L’Accorderie débarque à Boucherville

À partir de cet été, les citoyens de Boucherville pourront échanger des services sans débourser un sou.

L’Accorderie s’implante à Boucherville et propose aux citoyens un espace leur permettant d’échanger des services en utilisant le temps comme unité d’échange.

Un modèle d’entraide qui connaît déjà du succès ailleurs au Québec et qui mise sur la solidarité, le partage des connaissances et l’inclusion sociale. 

Bien implantée à Longueuil, où elle compte plus de 550 membres, l’Accorderie souhaite désormais étendre son réseau à Boucherville.

Une nouvelle économie

Le concept de l’Accorderie est simple, une heure donnée équivaut à une heure reçue, peu importe le service offert. « C’est un mouvement citoyen qui propose aux habitants d’une même localité de se regrouper afin d’échanger des services entre eux, sans contrepartie financière, nous explique Maude Sigouin-Lacoste, coordonnatrice générale de l’organisme. L’idée, c’est d’avoir accès à plusieurs services, mais avec le temps comme monnaie d’échange. Peu importe le service que j’offre, une heure vaut une heure, et tout cela est comptabilisé dans une banque de temps. »

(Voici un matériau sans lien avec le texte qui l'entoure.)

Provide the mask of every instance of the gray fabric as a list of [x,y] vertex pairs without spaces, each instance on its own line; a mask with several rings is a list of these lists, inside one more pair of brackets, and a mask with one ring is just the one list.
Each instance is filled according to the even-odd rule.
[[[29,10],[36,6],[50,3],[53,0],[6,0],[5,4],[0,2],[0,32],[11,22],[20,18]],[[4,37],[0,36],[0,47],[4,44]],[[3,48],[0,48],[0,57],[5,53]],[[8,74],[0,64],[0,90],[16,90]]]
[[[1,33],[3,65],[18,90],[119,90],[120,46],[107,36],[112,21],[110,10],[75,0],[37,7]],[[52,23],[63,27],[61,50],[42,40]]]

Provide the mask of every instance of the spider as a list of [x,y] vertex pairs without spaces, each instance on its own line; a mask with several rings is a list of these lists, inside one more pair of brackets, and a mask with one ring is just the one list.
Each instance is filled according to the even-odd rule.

Ce modèle novateur, fondé sur le partage des savoirs et l’échange de compétences, est déployé sous forme de réseaux locaux appelés à s’implanter dans plusieurs municipalités dont Boucherville, qui vient tout récemment d’annoncer son partenariat avec l’organisme. « Actuellement, il existe 11 Accorderies à travers le Québec, réparties dans différentes régions administratives. »

Une sollicitation municipale

En effet, selon l’organisme, la Ville s’est montrée enthousiaste à implanter le modèle sur son territoire et propose, afin de soutenir le déploiement de l’initiative, de couvrir les frais d’adhésion des 150 premiers citoyens qui s’inscriront. « La Ville de Boucherville a démontré son intérêt à vouloir développer notre initiative au sein de sa communauté », se félicite la coordinatrice.

Pour les autres, les frais d’adhésion demeurent modestes. « Il s’agit d’une cotisation unique de 5 à 10 dollars. C’est surtout symbolique. » De plus, chaque nouveau membre, appelé « AccordeurE », reçoit un crédit initial de 15 heures dès son inscription afin de favoriser les premiers échanges. « C’est pour faciliter l’utilisation du service. En général, lorsque les gens s’inscrivent à l’Accorderie, ils ont des besoins, mais ne savent pas toujours quels services ils peuvent offrir. Nous les aidons donc à réfléchir à leurs compétences, précise Maude Sigouin-Lacoste. On offre ce que l’on aime faire et on va chercher les services que l’on aime moins faire. Chaque personne a quelque chose à offrir, et certains découvrent même des talents grâce à ça. »

L’ensemble des offres est ensuite répertorié dans le bottin des services des AccordeurEs, accessible uniquement aux membres. Ceux-ci peuvent communiquer directement entre eux afin de convenir des modalités et du moment de l’échange.

Les services proposés sont variés : leçons de musique, dépannage informatique, soutien linguistique, petits travaux, accompagnement administratif et bien plus encore.

Un succès international

Au-delà des services rendus, ce fonctionnement basé sur l’entraide et la collaboration véhicule également d’importantes valeurs sociales. « Notre mission est de lutter contre l’exclusion sociale en favorisant la participation de chaque personne à sa communauté », souligne Maude Sigouin-Lacoste.

Le principe fondamental de l’organisme est élémentaire : chaque personne possède quelque chose à offrir. Il suffit parfois de prendre le temps de découvrir ce que c’est. « On fait le pari que chaque personne peut offrir quelque chose, peu importe ses limitations ou ses défis. Il y a toujours moyen d’adapter les services. Par exemple, nous avons mis en contact deux dames dont l’une appelait l’autre, qui vivait de l’anxiété en soirée. Elle lui téléphonait chaque soir, c’était sa contribution. De cette relation est née une belle amitié. »

Fort de son succès au Québec, le modèle s’est exporté à l’international avec l’ouverture d’Accorderies en Europe, notamment en France, en Belgique et au Maroc.

« C’est un mouvement qui voyage beaucoup, mais qui est né à Québec en 2002 », conclut avec joie Maude Sigouin-Lacoste, visiblement enthousiaste à l’idée que son organisme s’étende à Boucherville.